Integrated amplifiers become increasingly rare as price points rise. That makes sense given that there are invariably compromises involved when packing both a preamp and power amplifier with the partnering power supply in the same box.
When spending car money, any idea of compromise should be the last thing on the menu, yet here we have Moon’s new 641 integrated amplifier sitting on our equipment rack trying to convince us that it is worth every penny of its £11,000 / $11,000 / AU$19,000 price tag.

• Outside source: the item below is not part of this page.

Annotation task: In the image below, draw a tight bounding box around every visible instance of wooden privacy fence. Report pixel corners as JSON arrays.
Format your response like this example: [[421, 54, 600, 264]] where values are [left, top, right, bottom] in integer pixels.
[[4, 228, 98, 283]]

Moon created quite a stir when it introduced its North Collection of high-end products earlier this year. The name celebrates the company’s Canadian heritage and the collection is made up of three tiers of components with each tier comprising two products.
The starter 600 series level consists of a music streamer (the 681) and the 641 integrated amplifier we have on test here. The top tier 800 series products come in at approximately double the price and split the signal path differently, by offering a streaming preamp (the 891) and dedicated power amplifier (861). The middle-ranking 700 series echos the 800 series components but at a lower price. While Moon has long made high-end products, the introduction of the North Collection is still a bold statement of intent and firmly pushes its focus upmarket.
If you are expecting the full bells and whistles approach from the collection’s only integrated amplifier then the 641 is going to disappoint you. This is purely a line-level device with no digital inputs, phono stage or headphone output. Bluetooth? Not on the menu either, which is a bit of a shame considering the way it would open up this amplifier for use across a wider range of sources.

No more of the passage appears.